Telegraph: New Montauk Monster sighting? Bizarre creature washes up in small Ontario town
The news in the local website for the town, gives the quite important information that “the creature’s tail is like a rat’s tail and it is a foot long.”
It’s quite interesting just how much such unpleasant photos can be milked as a mystery, all the while the news reports end up mentioning – and trying to discard – the most likely explanation.
A dead otter.
Let’s repeat: a dead decomposing otter.
In all these cases, the creatures decomposing in water result in swelling, discoloration and the loss of fur, giving these hairy animals a somewhat different look.
In this Canadian case the look is not even that different, however.
UPDATE 05.22.2010: Was it actually a mink? Through friend Biologist Maria Guimarães, we managed to hear the thoughts of doctor James L. Patton, Curator and Professor Emeritus, Museum of Vertebrate Zoology, University of California.
“[The] mystery critter looks more like a mink than an otter to me (longer fingers, without any evidence of webbing). It clearly was dead in the water for a prolonged period, hence the defurred face and head, and somewhat swollen appearance”, wrote Patton.
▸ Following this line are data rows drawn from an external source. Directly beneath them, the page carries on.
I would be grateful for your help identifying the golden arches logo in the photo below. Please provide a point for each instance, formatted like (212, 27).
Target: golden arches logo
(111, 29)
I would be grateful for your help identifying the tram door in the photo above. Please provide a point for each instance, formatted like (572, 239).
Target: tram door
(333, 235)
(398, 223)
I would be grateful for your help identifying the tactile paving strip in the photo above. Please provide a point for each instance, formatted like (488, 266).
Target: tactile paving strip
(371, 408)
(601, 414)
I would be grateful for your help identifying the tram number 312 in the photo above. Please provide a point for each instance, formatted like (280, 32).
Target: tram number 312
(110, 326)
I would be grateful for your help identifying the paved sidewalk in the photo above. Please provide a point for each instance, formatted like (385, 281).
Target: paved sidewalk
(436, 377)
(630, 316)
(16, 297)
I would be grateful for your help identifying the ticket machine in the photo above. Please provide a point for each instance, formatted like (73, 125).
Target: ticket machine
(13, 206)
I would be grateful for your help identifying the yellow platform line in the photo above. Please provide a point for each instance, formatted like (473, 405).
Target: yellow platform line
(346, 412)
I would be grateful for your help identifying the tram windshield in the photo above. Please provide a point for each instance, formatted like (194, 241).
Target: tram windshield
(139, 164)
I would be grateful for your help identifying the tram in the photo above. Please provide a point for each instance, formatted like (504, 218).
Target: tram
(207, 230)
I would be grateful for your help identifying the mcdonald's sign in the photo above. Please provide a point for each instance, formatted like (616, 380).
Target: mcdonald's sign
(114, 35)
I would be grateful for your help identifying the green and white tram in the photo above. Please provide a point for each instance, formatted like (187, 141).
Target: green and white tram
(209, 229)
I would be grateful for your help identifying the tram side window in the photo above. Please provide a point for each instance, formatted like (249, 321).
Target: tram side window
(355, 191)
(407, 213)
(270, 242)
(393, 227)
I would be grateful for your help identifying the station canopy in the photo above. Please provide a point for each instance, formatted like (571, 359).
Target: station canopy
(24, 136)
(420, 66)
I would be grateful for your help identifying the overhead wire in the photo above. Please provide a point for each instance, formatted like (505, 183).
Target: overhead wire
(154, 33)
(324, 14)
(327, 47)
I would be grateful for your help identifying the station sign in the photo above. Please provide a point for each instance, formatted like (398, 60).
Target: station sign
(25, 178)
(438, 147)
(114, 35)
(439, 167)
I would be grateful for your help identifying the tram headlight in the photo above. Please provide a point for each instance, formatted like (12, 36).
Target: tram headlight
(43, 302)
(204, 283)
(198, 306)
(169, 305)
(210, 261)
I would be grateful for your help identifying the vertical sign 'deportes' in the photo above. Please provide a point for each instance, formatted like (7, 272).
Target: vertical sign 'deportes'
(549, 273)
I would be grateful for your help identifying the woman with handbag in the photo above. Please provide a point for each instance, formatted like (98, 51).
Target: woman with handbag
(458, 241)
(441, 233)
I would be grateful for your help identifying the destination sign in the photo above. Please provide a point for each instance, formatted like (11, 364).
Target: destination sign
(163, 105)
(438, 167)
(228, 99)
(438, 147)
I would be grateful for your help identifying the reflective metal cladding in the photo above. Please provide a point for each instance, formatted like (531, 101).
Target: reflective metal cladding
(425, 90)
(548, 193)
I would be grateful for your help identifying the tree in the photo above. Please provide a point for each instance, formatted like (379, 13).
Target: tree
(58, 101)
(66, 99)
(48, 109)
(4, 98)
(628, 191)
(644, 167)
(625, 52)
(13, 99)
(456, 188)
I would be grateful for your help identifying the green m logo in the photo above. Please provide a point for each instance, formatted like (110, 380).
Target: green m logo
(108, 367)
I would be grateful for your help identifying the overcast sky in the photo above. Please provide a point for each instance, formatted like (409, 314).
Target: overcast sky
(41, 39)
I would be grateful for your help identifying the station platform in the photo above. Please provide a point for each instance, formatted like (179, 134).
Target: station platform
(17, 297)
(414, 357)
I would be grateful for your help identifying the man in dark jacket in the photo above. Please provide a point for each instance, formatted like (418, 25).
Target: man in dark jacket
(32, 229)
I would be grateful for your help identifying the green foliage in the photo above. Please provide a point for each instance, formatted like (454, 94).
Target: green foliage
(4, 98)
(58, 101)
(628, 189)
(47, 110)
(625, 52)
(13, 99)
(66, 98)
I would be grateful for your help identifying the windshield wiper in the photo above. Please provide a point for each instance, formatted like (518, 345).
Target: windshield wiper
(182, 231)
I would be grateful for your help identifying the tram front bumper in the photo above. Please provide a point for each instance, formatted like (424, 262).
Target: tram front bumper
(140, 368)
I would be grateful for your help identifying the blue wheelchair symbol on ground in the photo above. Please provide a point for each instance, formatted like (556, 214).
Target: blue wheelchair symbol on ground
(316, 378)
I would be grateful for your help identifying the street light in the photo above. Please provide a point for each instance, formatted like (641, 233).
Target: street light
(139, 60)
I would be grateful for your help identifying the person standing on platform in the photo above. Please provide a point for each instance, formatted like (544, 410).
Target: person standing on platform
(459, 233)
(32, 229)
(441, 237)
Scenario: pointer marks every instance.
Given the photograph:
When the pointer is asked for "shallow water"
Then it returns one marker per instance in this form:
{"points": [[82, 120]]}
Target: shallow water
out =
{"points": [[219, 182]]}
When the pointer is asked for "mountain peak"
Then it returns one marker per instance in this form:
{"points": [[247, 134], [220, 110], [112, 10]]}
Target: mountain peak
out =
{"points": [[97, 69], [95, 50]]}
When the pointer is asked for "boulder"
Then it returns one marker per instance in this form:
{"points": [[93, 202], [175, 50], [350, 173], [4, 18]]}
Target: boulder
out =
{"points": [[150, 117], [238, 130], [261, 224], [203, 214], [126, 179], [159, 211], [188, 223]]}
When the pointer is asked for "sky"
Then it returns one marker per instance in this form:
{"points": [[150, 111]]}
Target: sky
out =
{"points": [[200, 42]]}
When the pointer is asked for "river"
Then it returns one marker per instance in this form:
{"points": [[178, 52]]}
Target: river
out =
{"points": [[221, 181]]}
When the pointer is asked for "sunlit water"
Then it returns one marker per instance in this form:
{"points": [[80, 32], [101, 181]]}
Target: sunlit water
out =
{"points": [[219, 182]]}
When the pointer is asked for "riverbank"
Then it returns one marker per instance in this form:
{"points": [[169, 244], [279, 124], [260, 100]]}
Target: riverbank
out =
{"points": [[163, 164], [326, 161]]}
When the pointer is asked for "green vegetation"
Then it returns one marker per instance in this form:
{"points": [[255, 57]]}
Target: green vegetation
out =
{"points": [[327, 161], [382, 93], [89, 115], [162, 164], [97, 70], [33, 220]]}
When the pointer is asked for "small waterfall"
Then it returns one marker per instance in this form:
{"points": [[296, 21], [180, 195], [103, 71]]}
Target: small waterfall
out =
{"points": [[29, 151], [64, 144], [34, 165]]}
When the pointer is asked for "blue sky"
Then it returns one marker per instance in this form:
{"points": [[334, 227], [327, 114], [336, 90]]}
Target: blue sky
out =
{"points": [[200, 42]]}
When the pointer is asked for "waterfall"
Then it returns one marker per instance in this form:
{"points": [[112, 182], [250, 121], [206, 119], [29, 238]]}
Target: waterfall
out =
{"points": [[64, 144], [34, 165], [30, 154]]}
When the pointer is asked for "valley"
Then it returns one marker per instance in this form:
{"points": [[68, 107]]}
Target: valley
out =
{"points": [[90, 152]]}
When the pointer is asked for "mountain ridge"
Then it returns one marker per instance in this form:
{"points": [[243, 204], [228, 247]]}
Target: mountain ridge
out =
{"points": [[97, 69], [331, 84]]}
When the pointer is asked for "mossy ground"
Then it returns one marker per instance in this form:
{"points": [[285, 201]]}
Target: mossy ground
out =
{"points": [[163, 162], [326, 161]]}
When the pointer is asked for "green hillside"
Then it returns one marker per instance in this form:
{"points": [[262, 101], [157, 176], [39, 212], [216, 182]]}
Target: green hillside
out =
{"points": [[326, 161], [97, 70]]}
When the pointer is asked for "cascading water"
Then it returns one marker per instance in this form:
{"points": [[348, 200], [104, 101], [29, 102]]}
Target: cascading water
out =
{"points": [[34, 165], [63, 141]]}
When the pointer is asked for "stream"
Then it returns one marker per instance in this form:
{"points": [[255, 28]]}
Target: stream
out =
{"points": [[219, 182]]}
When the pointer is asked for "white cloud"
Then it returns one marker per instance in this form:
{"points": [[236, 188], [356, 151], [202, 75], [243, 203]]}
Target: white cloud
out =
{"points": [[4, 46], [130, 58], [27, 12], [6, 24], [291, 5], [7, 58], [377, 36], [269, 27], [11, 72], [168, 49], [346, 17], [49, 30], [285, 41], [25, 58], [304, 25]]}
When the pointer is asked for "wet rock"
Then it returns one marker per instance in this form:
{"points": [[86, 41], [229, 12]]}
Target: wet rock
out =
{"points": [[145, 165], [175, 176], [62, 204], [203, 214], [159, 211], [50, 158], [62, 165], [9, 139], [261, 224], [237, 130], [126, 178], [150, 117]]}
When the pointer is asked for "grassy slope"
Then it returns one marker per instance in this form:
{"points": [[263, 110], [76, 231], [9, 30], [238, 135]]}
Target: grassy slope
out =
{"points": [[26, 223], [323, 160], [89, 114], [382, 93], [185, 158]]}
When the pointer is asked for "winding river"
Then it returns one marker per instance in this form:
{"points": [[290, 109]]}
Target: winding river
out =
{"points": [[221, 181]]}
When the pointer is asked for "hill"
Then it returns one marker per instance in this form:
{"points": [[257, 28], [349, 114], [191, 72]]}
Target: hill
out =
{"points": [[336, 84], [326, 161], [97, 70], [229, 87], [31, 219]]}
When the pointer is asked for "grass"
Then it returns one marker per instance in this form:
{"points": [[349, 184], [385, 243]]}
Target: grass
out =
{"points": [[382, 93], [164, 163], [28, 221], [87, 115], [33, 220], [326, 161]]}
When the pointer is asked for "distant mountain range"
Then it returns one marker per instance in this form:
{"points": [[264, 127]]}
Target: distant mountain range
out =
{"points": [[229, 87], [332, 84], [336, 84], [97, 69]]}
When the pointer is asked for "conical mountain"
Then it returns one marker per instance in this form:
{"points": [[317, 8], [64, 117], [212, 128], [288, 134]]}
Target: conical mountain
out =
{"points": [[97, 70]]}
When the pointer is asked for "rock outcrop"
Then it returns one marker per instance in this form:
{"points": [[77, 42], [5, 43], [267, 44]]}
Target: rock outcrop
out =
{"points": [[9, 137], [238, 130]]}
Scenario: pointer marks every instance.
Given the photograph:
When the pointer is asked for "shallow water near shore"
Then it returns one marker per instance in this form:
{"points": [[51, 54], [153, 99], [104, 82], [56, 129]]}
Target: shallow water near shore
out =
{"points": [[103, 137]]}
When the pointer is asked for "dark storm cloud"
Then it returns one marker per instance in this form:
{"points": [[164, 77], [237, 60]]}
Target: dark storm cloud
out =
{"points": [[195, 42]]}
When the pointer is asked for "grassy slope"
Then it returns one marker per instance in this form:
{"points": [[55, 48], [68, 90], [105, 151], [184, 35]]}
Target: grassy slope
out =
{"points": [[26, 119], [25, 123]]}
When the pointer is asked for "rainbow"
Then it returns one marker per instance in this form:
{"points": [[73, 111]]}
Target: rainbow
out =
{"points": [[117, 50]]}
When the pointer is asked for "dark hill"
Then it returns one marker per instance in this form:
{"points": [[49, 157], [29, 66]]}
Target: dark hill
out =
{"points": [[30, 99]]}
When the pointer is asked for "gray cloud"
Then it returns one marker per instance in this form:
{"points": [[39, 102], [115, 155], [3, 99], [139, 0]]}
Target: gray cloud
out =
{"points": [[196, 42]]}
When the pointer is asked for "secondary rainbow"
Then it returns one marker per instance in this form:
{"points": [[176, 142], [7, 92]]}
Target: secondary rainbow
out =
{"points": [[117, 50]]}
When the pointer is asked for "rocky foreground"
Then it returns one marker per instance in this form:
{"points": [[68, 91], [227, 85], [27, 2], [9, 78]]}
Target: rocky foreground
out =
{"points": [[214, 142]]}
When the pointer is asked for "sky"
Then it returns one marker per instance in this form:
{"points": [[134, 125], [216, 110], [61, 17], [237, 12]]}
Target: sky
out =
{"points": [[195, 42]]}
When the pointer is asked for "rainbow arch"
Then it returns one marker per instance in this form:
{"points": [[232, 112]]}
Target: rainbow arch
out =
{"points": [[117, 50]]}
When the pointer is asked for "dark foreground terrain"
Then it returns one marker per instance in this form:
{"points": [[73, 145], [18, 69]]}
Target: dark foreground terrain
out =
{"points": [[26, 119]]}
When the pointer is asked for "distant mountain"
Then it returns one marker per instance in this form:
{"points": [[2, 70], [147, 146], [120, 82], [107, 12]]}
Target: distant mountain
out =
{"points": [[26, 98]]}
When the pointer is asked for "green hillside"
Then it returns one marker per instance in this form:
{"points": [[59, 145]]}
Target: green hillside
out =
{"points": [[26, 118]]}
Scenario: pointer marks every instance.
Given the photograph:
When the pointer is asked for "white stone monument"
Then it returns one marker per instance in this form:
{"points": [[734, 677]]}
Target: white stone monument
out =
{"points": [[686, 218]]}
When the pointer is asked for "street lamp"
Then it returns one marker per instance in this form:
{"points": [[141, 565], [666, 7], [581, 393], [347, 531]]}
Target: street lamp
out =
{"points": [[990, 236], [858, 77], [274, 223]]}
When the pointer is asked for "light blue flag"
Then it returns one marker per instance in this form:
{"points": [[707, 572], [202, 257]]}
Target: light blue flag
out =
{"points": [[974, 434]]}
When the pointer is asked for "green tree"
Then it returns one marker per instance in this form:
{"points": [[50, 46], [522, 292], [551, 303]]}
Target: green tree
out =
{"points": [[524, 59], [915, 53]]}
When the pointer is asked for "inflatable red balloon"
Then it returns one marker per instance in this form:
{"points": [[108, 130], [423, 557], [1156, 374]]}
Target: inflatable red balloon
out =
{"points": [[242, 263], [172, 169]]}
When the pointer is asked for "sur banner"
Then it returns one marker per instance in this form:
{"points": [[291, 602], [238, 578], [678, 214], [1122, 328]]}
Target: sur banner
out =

“If anyone had bothered to look at the teeth, the identification would have been easy, but…”, he remarked, emphasizing that this likely ID was made only through the photos published on the Internet, without the necessary evidence for a more definite conclusion.
So, it looks like an otter, and was probably a mink. Either way, no monster, both creatures are quite cute, that we can all agree on. [with many thanks to Maria Guimarães and James Patton!]
UPDATE 05.29.2010: Giorgio Castiglioni sends more comments:
“The most visible teeth in the upper jaw looks like a canine and also its position is too backward to be an incisor. So we can discard rodents like the muskrat that someone (e.g. cryptozoologist Loren Coleman) suggested as a possible solution (rodents don’t have canine teeth).
Looking at teeth and shape of boy and paws, it seems clear it’s a mustelid. So your first hypothesis as an otter was a good guess, but also my opinion is that it’s an American mink (Neovison vison).”
Castiglioni also remarks how:
“(Hoping I won’t annoy you) the otter whose photo you used in your blog is an European otter (Lutra lutra) that is found in Europe and Asia, not in Canada. The otter of Canada belongs to another species and genus, Lontra canadensis.”